Hardware security keys—such as those from Google and Yubico—are considered the most secure means to protect accounts from phishing and takeover attacks.
But a new research published on Thursday demonstrates how an adversary in possession of such a two-factor authentication (2FA) device can clone it by exploiting an electromagnetic side-channel in the chip embedded in it.
The vulnerability (tracked as CVE-2021-3011) allows the bad actor to extract the encryption key or the ECDSA private key linked to a victim’s account from a FIDO Universal 2nd Factor (U2F) device like Google Titan Key or YubiKey, thus completely undermining the 2FA protections.
“The adversary can sign in to the victim’s application account without the U2F device, and without the victim noticing,” NinjaLab researchers Victor Lomne and Thomas Roche said in a 60-page analysis.
“In other words, the adversary created a clone of the U2F device for the victim’s application account.
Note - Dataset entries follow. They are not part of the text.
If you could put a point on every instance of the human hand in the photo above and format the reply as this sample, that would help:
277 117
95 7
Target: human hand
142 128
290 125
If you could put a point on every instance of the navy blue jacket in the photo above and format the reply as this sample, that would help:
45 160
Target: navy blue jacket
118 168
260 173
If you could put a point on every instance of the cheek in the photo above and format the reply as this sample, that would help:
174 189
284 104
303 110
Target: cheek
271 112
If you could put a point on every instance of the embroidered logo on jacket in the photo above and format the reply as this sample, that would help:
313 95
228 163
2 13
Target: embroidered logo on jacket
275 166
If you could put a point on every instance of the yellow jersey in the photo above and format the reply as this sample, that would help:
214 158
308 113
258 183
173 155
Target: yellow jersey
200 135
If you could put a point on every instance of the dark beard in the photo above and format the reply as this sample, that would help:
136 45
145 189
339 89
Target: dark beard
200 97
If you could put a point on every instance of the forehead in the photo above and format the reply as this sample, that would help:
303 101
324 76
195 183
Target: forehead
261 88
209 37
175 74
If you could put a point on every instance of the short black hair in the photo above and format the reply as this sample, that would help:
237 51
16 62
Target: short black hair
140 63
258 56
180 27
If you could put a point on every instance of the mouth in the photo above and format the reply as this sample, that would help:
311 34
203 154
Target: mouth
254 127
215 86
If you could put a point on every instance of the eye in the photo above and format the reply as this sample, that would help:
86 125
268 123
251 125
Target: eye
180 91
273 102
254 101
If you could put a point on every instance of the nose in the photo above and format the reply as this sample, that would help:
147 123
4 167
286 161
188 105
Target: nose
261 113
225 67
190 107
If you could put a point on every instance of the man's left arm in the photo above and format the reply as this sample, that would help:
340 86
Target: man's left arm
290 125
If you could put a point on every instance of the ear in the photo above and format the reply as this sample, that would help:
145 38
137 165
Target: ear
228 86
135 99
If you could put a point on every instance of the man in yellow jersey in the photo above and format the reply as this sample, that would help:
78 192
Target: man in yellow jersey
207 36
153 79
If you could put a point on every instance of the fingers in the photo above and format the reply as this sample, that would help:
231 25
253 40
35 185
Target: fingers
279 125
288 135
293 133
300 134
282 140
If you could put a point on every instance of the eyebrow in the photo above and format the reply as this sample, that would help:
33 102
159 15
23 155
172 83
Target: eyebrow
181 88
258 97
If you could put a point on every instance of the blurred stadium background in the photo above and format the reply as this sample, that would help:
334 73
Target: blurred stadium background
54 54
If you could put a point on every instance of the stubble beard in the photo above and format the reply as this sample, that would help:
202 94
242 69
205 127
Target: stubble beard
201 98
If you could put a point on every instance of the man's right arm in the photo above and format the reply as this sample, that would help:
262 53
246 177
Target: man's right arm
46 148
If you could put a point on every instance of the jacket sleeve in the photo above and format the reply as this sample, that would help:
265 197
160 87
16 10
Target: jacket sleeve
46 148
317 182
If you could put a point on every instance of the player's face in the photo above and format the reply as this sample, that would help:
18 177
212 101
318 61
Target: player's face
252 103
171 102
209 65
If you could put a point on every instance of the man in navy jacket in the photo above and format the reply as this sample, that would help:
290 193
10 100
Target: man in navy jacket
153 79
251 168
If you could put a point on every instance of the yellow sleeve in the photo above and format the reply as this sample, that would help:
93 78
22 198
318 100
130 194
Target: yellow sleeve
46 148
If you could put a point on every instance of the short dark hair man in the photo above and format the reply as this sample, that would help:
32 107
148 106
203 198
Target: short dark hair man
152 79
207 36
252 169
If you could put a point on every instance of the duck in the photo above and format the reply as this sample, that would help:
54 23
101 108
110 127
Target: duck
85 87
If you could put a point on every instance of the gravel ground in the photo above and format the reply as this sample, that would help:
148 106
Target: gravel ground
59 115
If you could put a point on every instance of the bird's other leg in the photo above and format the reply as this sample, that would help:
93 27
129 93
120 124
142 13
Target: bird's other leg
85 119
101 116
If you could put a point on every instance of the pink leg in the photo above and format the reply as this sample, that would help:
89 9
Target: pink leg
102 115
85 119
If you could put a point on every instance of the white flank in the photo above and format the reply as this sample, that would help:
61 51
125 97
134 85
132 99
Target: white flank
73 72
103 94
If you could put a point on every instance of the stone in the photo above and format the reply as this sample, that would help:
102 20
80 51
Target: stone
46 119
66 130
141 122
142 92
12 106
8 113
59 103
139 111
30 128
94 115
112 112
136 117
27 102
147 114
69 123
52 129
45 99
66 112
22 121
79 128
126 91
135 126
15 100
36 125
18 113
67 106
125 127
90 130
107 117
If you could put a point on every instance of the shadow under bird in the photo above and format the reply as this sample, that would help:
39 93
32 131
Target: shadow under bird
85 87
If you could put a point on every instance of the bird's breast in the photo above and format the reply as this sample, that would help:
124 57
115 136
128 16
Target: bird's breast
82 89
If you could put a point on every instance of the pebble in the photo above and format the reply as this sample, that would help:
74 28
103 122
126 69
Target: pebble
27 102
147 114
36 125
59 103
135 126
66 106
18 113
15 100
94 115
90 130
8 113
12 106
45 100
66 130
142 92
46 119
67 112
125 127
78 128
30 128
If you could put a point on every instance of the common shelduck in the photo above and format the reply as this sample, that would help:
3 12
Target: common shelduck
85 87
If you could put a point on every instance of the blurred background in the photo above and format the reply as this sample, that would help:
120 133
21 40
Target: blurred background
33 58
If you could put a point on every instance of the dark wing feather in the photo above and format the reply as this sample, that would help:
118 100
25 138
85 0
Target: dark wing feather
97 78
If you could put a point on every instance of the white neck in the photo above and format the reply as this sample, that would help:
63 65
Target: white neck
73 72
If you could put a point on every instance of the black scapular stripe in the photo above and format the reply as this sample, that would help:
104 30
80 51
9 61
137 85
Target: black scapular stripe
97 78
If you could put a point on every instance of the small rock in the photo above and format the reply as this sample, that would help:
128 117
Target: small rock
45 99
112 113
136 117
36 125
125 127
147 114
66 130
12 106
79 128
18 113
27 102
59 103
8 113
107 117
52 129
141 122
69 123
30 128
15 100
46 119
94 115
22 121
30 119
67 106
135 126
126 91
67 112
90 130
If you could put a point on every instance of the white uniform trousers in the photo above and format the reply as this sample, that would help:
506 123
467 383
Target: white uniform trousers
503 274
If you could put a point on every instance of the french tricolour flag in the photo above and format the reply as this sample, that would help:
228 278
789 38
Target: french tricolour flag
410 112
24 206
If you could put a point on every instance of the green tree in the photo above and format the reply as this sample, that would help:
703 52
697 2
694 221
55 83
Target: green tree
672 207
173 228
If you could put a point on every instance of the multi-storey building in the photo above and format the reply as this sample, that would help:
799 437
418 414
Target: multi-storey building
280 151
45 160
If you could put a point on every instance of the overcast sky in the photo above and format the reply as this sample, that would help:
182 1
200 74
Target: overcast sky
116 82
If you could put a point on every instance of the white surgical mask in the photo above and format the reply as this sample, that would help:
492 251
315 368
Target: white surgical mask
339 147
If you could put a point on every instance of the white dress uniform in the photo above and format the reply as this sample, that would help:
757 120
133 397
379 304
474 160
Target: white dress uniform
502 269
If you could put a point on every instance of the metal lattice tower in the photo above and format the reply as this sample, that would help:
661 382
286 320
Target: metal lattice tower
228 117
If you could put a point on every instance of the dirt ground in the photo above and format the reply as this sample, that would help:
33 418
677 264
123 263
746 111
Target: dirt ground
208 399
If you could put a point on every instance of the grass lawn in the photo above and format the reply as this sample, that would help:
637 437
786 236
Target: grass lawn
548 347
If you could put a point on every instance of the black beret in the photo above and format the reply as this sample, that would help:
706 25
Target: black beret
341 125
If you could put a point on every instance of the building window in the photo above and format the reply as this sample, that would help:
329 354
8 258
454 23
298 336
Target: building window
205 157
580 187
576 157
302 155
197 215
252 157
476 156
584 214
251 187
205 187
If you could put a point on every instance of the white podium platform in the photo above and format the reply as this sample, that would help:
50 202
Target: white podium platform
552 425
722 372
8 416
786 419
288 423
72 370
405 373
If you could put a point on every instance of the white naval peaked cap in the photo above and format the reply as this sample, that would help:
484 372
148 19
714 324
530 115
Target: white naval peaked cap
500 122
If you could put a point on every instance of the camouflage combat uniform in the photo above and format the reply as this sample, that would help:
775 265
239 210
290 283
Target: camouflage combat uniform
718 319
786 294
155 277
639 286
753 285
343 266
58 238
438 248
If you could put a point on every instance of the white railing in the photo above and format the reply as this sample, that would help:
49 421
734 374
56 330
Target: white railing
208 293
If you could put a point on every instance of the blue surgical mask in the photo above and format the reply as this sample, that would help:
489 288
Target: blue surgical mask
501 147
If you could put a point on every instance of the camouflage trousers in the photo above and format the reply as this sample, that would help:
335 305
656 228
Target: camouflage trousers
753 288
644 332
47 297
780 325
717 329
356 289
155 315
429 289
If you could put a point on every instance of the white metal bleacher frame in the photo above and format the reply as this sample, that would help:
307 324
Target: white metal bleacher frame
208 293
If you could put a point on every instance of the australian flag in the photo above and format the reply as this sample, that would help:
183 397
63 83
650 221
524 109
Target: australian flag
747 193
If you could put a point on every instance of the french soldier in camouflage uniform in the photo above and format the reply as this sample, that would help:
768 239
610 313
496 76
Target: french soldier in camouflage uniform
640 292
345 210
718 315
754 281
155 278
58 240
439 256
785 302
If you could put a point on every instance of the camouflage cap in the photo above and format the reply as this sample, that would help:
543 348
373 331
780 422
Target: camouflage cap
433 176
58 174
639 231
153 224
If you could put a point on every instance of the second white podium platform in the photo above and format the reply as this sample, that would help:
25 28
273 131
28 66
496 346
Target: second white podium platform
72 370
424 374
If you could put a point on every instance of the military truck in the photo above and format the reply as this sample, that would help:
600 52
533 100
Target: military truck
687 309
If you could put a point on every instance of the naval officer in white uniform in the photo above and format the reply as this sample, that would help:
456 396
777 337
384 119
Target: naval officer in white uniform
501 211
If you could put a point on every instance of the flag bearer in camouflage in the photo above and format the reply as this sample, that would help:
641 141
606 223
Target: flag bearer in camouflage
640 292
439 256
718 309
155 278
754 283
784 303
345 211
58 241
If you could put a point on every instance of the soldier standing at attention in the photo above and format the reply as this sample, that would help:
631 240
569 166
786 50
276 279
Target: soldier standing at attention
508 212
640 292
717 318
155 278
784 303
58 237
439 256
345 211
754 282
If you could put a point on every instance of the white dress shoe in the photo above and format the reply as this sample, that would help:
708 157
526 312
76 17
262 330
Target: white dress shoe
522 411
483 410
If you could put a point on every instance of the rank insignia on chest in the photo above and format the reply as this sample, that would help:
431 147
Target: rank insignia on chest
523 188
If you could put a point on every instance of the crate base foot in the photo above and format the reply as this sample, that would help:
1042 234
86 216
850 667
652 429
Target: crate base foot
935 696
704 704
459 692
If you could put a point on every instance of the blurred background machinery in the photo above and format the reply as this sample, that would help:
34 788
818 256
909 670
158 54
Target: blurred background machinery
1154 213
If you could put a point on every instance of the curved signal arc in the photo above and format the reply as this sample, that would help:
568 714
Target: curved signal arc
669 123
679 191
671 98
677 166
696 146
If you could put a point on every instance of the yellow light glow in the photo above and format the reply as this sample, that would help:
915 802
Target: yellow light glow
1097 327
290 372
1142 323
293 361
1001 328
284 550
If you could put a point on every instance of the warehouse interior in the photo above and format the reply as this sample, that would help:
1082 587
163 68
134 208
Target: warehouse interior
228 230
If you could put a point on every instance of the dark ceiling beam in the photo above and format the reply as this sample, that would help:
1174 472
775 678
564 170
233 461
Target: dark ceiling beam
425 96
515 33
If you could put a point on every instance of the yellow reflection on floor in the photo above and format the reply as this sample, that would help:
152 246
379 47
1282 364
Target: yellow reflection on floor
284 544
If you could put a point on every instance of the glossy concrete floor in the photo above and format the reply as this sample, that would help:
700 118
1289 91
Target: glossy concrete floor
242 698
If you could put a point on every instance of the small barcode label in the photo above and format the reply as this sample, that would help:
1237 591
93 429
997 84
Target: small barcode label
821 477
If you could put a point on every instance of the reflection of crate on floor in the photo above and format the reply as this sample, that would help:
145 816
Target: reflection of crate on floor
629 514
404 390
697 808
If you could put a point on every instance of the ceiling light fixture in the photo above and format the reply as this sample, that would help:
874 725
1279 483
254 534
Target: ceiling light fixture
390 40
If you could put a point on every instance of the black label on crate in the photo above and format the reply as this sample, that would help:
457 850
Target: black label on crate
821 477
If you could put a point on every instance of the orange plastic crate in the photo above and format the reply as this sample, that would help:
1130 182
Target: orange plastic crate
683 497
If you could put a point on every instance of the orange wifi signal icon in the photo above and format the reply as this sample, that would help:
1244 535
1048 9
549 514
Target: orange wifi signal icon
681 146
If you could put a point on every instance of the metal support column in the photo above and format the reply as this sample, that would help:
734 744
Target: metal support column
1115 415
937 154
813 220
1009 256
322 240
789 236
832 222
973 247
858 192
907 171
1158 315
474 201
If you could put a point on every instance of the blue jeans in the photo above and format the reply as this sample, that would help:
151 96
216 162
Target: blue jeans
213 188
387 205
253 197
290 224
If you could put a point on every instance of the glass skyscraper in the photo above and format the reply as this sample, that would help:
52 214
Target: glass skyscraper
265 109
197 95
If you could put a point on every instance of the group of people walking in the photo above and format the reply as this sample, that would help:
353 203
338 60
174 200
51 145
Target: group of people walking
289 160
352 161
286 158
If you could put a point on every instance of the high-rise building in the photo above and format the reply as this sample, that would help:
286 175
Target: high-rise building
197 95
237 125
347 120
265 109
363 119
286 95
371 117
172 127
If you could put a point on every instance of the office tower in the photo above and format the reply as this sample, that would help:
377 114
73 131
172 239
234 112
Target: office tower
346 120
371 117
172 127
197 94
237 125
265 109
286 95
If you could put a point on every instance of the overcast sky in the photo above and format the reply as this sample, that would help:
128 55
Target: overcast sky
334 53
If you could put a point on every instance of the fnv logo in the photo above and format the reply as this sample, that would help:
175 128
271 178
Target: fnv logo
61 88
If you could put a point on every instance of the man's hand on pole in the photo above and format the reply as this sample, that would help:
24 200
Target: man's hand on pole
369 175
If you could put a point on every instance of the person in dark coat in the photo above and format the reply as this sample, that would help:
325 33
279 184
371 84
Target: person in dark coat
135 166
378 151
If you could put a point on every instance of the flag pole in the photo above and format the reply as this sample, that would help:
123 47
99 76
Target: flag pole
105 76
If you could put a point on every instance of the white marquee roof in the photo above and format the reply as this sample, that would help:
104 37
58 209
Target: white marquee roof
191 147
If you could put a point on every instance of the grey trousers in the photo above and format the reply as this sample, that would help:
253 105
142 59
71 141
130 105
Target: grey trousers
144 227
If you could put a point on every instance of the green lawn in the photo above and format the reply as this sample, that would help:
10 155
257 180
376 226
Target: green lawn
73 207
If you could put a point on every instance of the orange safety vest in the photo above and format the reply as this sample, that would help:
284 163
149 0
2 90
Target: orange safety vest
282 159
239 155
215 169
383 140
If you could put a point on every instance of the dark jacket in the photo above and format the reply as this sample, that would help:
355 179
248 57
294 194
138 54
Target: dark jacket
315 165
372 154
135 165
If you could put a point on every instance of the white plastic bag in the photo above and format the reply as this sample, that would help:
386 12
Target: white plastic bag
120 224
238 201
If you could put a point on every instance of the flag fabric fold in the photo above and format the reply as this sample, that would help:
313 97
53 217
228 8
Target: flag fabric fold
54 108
This clone will give access to the application account as long as the legitimate user does not revoke its second factor authentication credentials.”
The whole list of products impacted by the flaw includes all versions of Google Titan Security Key (all versions), Yubico Yubikey Neo, Feitian FIDO NFC USB-A / K9, Feitian MultiPass FIDO / K13, Feitian ePass FIDO USB-C / K21, and Feitian FIDO NFC USB-C / K40.
Besides the security keys, the attack can also be carried out on NXP JavaCard chips, including NXP J3D081_M59_DF, NXP J3A081, NXP J2E081_M64, NXP J3D145_M59, NXP J3D081_M59, NXP J3E145_M64, and NXP J3E081_M64_DF, and their respective variants.
The key-recovery attack, while doubtless severe, needs to meet a number of prerequisites in order to be successful.
An actor will have first to steal the target’s login and password of an account secured by the physical key, then stealthily gain access to Titan Security Key in question, not to mention acquire expensive equipment costing north of $12,000, and have enough expertise to build custom software to extract the key linked to the account.
“It is still safer to use your Google Titan Security Key or other impacted products as a FIDO U2F two-factor authentication token to sign in to applications rather than not using one,” the researchers said.
To clone the U2F key, the researchers set about the task by tearing the device down using a hot air gun to remove the plastic casing and expose the two microcontrollers soldered in it — a secure enclave (NXP A700X chip) that’s used to perform the cryptographic operations and a general-purpose chip that acts as a router between the USB/NFC interfaces and the authentication microcontroller.
Once this is achieved, the researchers say it’s possible to glean the ECDSA encryption key via a side-channel attack by observing the electromagnetic radiations coming off the NXP chip during ECDSA signatures, the core cryptographic operation of the FIDO U2F protocol that’s performed when a U2F key is registered for the first time to work with a new account.
A side-channel attack typically works based on information gained from the implementation of a computer system, rather than exploiting a weakness in the software. Often, such attacks leverage timing information, power consumption, electromagnetic leaks, and acoustic signals as a source of data leakage.
By acquiring 6,000 such side-channel traces of the U2F authentication request commands over a six-hour period, the researchers said they were able to recover the ECDSA private key linked to a FIDO U2F account created for the experiment using an unsupervised machine learning model.
Although the security of a hardware security key isn’t diminished by the above attack due to the limitations involved, a potential exploitation in the wild is not inconceivable.
“Nevertheless, this work shows that the Google Titan Security Key (or other impacted products) would not avoid [an] unnoticed security breach by attackers willing to put enough effort into it,” the researchers concluded. “Users that face such a threat should probably switch to other FIDO U2F hardware security keys, where no vulnerability has yet been discovered.”